The Last Word: A good start, but results are what really matter
Sport's Minister Livnat has yet to release her full plans, which we would hope will include improving the facilities for training youngsters.
By JEREMY LAST
She can definitely talk the talk. But we will have to wait and see if Israel's Sports Minister Limor Livnat can also walk the walk.
The history of the government's dedication to sports has been sketchy at best.
That the title was cobbled together with that of science or education minister in recent years illustrated just how little those in power were concerned about the country's sporting future.
And the previous sports minster, Labor's Ghaleb Majadle, was one of the worst offenders, rarely showing any true care for sports and leaving his job, and the Knesset, earlier this year with few achievements to his name in the field of sports.
In many countries around the globe the sports ministry is one of the more significant of the minor government departments.
States in Western Europe realize how important it is to encourage sporting success at home and abroad, both as an inspiration for local residents to get out and keep fit and as a general positive public relations tool for the country.
Millions of people, especially soccer fans, associate countries with their national sports teams, so international achievement has a strong impact on global perception.
Turkey's rapid rise up the FIFA rankings, for example, creates an image of the country as a modern state.
Three months ago, many political analysts hit out at Prime Minister Binyamin Netanyahu for creating the largest cabinet in Israel's history with a number of less-than important positions.

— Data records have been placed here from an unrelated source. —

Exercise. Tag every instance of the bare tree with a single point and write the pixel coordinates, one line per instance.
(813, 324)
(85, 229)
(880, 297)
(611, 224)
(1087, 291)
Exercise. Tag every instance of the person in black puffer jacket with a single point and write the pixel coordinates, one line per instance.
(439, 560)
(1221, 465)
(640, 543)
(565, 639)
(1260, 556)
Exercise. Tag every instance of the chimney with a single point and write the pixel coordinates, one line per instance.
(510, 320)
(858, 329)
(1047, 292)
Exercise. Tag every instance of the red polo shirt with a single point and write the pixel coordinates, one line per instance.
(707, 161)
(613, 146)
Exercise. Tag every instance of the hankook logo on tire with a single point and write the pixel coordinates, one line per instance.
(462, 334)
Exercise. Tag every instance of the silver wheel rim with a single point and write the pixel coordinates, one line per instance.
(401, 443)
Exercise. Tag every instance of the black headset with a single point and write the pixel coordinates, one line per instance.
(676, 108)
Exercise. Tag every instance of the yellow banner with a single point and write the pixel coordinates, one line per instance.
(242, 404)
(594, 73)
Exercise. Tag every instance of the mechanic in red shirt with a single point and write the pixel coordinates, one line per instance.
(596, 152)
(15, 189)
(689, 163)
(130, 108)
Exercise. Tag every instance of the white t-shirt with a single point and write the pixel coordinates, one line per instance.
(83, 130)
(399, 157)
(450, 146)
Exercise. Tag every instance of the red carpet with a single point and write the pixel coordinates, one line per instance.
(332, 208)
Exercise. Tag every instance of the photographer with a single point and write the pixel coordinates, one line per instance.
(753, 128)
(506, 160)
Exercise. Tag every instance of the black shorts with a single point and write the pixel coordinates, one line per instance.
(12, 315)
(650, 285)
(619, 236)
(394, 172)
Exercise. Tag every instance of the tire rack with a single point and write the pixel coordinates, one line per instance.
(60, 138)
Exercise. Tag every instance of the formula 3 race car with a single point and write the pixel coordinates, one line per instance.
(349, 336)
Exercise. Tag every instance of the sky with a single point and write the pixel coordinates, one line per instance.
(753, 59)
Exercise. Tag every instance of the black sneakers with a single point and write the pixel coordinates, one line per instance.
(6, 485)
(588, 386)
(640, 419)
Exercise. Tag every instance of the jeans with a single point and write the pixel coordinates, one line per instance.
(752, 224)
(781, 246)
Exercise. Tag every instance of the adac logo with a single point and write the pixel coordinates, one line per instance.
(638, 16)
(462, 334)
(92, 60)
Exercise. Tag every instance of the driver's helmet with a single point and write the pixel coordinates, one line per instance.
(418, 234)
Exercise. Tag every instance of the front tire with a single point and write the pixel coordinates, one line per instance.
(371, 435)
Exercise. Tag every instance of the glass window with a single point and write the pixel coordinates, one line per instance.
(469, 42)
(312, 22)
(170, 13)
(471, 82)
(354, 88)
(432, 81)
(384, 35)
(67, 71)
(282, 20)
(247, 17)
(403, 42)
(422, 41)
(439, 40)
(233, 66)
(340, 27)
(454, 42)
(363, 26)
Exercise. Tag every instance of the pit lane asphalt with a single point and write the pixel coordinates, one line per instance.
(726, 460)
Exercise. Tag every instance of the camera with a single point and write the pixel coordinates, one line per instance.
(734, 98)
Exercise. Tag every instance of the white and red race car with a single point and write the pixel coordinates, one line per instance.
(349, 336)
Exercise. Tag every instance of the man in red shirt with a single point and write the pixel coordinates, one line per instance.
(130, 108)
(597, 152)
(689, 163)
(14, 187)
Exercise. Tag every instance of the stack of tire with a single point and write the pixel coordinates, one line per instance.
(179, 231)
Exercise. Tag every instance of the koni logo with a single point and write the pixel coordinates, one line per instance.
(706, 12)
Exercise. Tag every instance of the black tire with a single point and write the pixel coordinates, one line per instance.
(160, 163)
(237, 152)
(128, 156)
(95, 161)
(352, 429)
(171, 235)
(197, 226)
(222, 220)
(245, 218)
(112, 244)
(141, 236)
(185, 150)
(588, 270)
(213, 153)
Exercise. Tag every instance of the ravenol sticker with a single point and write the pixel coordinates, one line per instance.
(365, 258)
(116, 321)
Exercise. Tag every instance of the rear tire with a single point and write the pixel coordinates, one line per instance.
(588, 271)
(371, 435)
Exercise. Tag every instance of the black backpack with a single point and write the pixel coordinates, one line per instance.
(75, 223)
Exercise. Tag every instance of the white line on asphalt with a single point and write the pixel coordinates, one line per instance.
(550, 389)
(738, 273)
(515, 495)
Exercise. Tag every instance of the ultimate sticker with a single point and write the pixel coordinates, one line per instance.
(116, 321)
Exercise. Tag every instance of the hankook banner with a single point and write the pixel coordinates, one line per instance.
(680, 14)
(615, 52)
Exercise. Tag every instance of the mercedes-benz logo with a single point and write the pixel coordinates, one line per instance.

However it is refreshing to see the Sports Ministry wrested from the Science Ministry, a move which will give Livnat more time to focus on encouraging our sporting success.
In her interview with The Jerusalem Post this week, Livnat came across as an individual who genuinely wants to do more than pay lip service to the role in which she has found herself for the second time in her career.
She is right to recognize the need to invest in Israel's youth and to praise Omri Casspi as an inspiration for our youngsters.
Training schemes for promising athletes exist but are in dire need of investment.
But this is only the start.
Livnat has yet to release her full plans, which we would hope will include improving the facilities for training youngsters.
The minister must turn her words into actions. Then, at last, we would have a sports minster we can be proud of.